Page MenuHomePhabricator

action=parse only fetches from the parser cache, it does not store to it
Closed, InvalidPublic

Description

like Bug #29223: it only fetches from the parser cache, it doesn't
store to it. This problem reduces our parser cache hit ratio
significantly since we now have huge numbers of action=parse hits due
to android and iphone apps


Version: unspecified
Severity: normal

Details

Reference
bz29907

Event Timeline

bzimport raised the priority of this task from to Needs Triage.Nov 21 2014, 11:30 PM
bzimport set Reference to bz29907.

If the Api hits against $article->getParserOutput(), that will read from the parser cache, and when it gets down to "return $this->getOutputFromWikitext( $text, $useParserCache );", a save back to the parser cache is performed

So, that is proof that at least *some* of the code paths do hit things that at least in some cases set/get from the parser cache.

Do you have a specific use case for this bug where you've hit a limitation that's saying you can't do that?

(In reply to comment #1)

Do you have a specific use case for this bug where you've hit a limitation
that's saying you can't do that?

CCing Tim since he raised this issue. See http://hexm.de/54 and search for "action=parse".

It looks like the only place the cache isn't being used/saved is the code for parsing arbitrary text. The only way to handle that would be with some title/page/md5 keys or something. People should really just be calling the right API params in that case (e.g. not having to give the text).

Lowering priority since this seems relatively rare. If there are lots of clients handing us arbitrary text to us to parse, it makes sense to change it back, but we need some numbers for that.

I've added a few comments about stuff that is/isn't cached.

Per Aaron, arbitary text passed by the user isn't (should it?) cached.

Neither are parses of old page text. Should we maybe be caching them incase they are getting multiple hits?

Also, neither are section parses, should we be saving those? Are they common?

Hopefully Tim can weigh in here, and suggest the way forward - if we should, or shouldn't be caching other stuff...

I'd be surprised if it was worth caching sections (or even old revs). Though with disk-space we don't have to worry *as much* about filling the cache with seldom-used stuff that much.

Maybe we could log (with md5 of text) the raw-text and section hits to see if there are usage patterns that justify caching?

(In reply to comment #5)

I've added a few comments about stuff that is/isn't cached.

Per Aaron, arbitary text passed by the user isn't (should it?) cached.

Neither are parses of old page text. Should we maybe be caching them incase
they are getting multiple hits?

Also, neither are section parses, should we be saving those? Are they common?

Hopefully Tim can weigh in here, and suggest the way forward - if we should, or
shouldn't be caching other stuff...

It sounds like action=parse has the same caching behavior as 'normal' MW then. I should admit that I filed this bug report solely based on a statement by Tim without verifying it myself. Maybe Tim's statement was based on old behavior that has since been fixed?

(In reply to comment #7)

(In reply to comment #5)

I've added a few comments about stuff that is/isn't cached.

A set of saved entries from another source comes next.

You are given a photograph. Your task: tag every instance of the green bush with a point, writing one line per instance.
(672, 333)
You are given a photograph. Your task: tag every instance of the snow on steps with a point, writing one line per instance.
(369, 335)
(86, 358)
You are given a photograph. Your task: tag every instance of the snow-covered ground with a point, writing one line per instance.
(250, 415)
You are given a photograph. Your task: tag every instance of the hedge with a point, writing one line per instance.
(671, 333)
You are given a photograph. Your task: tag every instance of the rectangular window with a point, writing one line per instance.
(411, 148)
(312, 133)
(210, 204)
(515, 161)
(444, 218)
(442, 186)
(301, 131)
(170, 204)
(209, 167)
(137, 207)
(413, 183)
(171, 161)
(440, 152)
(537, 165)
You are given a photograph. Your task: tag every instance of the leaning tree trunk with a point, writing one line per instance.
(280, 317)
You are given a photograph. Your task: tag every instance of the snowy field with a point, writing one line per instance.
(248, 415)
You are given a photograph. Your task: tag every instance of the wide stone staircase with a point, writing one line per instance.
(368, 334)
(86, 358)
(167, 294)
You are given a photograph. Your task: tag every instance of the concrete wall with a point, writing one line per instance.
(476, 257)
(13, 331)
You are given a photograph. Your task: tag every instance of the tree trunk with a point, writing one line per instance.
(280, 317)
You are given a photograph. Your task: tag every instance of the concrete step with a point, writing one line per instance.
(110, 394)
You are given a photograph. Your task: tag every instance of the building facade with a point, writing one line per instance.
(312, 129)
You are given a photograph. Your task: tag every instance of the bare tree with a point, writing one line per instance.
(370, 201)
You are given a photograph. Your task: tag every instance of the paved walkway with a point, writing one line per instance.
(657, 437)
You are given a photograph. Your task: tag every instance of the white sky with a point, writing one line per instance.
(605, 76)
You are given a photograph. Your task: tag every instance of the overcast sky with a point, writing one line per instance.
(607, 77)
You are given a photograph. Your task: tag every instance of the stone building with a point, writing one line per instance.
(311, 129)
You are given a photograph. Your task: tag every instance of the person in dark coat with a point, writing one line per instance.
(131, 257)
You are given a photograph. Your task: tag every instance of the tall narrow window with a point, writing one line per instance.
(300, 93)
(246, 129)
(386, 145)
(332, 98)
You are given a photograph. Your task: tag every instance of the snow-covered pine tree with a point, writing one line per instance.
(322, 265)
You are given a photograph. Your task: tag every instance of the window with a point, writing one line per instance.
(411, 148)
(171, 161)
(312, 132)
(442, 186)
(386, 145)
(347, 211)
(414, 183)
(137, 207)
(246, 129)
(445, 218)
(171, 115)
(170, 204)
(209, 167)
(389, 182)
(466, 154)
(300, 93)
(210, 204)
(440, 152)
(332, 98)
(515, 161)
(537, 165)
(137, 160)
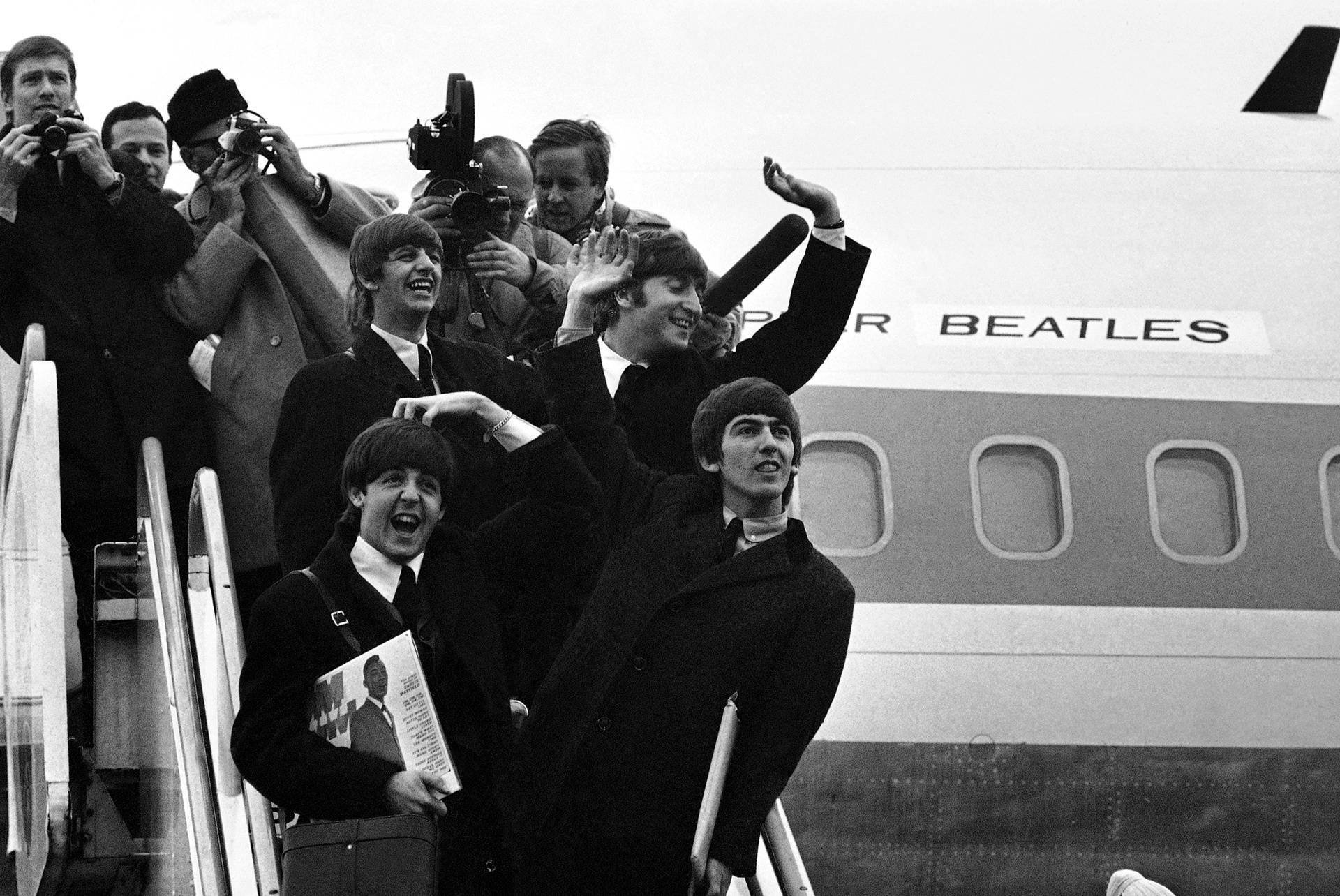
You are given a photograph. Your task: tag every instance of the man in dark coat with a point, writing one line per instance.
(646, 326)
(390, 567)
(84, 252)
(332, 401)
(371, 728)
(708, 590)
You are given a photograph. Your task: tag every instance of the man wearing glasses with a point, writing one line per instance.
(253, 292)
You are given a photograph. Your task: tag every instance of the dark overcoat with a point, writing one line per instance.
(622, 730)
(332, 401)
(91, 275)
(467, 578)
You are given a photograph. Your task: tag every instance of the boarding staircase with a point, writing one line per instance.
(154, 804)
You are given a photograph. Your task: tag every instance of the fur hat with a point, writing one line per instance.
(200, 100)
(1133, 883)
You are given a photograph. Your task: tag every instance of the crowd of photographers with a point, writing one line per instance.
(591, 525)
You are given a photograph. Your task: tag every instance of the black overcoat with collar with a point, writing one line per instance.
(332, 401)
(622, 730)
(467, 579)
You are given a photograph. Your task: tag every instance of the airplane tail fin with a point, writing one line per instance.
(1299, 80)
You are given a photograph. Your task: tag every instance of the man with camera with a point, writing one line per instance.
(140, 130)
(84, 252)
(511, 287)
(255, 291)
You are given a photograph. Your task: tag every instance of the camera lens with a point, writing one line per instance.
(247, 142)
(470, 212)
(51, 134)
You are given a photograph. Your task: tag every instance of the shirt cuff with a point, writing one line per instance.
(566, 335)
(515, 433)
(837, 237)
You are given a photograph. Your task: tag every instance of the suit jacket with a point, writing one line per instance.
(622, 730)
(368, 731)
(657, 409)
(467, 578)
(90, 272)
(231, 288)
(332, 401)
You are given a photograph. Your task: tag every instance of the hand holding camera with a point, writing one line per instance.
(19, 151)
(250, 135)
(498, 260)
(227, 177)
(81, 142)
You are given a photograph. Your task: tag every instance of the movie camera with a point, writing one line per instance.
(445, 149)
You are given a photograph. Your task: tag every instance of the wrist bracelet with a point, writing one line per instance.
(493, 431)
(320, 192)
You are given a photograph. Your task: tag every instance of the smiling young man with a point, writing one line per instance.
(646, 324)
(709, 590)
(140, 130)
(393, 565)
(397, 267)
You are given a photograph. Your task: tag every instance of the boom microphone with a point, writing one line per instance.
(756, 264)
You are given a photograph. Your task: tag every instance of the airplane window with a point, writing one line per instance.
(1197, 508)
(1331, 498)
(1022, 502)
(844, 495)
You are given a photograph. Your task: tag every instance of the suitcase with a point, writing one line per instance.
(384, 856)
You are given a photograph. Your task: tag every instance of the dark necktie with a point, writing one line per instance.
(623, 396)
(426, 370)
(731, 539)
(409, 600)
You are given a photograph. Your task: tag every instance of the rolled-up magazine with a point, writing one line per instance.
(378, 703)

Per Aaron, arbitary text passed by the user isn't (should it?) cached.

Neither are parses of old page text. Should we maybe be caching them incase
they are getting multiple hits?

Also, neither are section parses, should we be saving those? Are they common?

Hopefully Tim can weigh in here, and suggest the way forward - if we should, or
shouldn't be caching other stuff...

It sounds like action=parse has the same caching behavior as 'normal' MW then.
I should admit that I filed this bug report solely based on a statement by Tim
without verifying it myself. Maybe Tim's statement was based on old behavior
that has since been fixed?

I know during some bits of refactoring to fix other bugs, I believe I added methods that use the parser cache in a place or 2..

I am really glad that we got to look at this carefully. I think that
unless no one else objects, this can be closed.